これは、「水落ち(みずおち)」が変化した読み方とされています。「鳩尾」は飲んだ水が落ちる場所ということで「水落ち」と呼ばれ、それが「みぞおち」に変化し、形が似ている「鳩尾」という漢字を当てられたというのが、「鳩尾」という言葉になった経緯です。
「鳩尾」の例文
「鳩尾」の使った例文をいくつかご紹介します。
・空腹で【鳩尾】のあたりに痛みを感じる
・彼は衝撃を受け、【鳩尾】を打たれたように声をなくしてしまった
・【鳩尾】に空洞が空いたような虚しい気持ちになっている
・【鳩尾】に痛みを感じるのは、内臓が悪いのかもしれない
・着物を着て帯を締めると、【鳩尾】のあたりが苦しくなる
・【鳩尾】は体の急所で、格闘技で狙われることも多い
「鳩尾」が痛い・気持ち悪い原因は?
「鳩尾」は、体の不調で痛みを感じることも多い部位です。胃に近い部分であることから、胃腸に何か問題がある可能性が高いでしょう。胃ではなく、ほかの内臓の異常が原因の場合もあり、ストレスが原因で痛みを感じることも少なくありません。

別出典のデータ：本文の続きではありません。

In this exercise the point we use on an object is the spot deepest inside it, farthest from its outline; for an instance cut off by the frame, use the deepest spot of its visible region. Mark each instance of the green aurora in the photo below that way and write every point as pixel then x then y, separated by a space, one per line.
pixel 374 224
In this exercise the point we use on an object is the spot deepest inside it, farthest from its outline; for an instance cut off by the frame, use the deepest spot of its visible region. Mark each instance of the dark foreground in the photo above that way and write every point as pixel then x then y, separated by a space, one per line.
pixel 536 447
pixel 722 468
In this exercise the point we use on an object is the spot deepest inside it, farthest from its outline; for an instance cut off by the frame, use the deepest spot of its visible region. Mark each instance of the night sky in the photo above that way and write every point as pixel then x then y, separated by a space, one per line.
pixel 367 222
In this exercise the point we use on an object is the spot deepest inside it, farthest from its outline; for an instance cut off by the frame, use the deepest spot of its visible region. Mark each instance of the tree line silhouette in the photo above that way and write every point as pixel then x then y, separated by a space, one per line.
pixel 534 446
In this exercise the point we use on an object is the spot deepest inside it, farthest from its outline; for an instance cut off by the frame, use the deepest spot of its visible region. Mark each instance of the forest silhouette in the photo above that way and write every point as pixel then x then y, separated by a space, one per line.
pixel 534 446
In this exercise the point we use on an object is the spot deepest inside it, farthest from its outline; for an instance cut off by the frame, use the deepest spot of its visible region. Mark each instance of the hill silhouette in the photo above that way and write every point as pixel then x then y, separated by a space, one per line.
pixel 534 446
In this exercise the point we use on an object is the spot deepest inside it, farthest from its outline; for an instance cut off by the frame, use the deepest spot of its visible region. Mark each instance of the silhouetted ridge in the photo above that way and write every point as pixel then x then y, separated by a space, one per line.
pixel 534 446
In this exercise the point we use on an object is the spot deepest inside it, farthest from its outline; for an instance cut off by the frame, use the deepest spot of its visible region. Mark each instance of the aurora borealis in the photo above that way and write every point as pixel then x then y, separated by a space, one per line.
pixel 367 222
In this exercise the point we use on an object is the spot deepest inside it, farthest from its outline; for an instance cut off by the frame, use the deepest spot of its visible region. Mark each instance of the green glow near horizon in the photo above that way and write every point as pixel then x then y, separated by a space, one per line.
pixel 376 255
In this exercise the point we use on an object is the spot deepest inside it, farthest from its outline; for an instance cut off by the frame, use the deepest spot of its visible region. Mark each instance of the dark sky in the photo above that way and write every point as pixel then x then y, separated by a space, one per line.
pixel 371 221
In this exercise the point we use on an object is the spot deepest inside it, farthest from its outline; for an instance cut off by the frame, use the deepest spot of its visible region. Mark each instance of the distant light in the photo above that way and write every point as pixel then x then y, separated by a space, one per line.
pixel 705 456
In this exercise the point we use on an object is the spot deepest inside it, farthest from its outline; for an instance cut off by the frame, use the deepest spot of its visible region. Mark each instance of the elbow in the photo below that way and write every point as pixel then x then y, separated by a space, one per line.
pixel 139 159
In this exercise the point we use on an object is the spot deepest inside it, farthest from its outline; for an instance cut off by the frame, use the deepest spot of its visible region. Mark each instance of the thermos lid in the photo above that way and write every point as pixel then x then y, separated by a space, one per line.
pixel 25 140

ここでは、「鳩尾」が痛いときや、気持ち悪いと感じる場合の原因について見ていきましょう。
主に胃腸の不調が原因
胃の不調があると「鳩尾」に症状が出る場合が多く、痛みや気持ち悪さがある場合は胃腸の問題を疑ってみるとよいでしょう。胃腸の不調とはいっても、胃炎など一過性のものから重大な病気までさまざまです。
多くは飲み過ぎや食べ過ぎなどが原因で起こりますが、風邪や冷えなどで痛みが起こることもあります。特に食べ過ぎなどに思い当たることがない場合に「鳩尾」が痛いときは、ほかの部分に不調がないか確かめてみるとよいでしょう。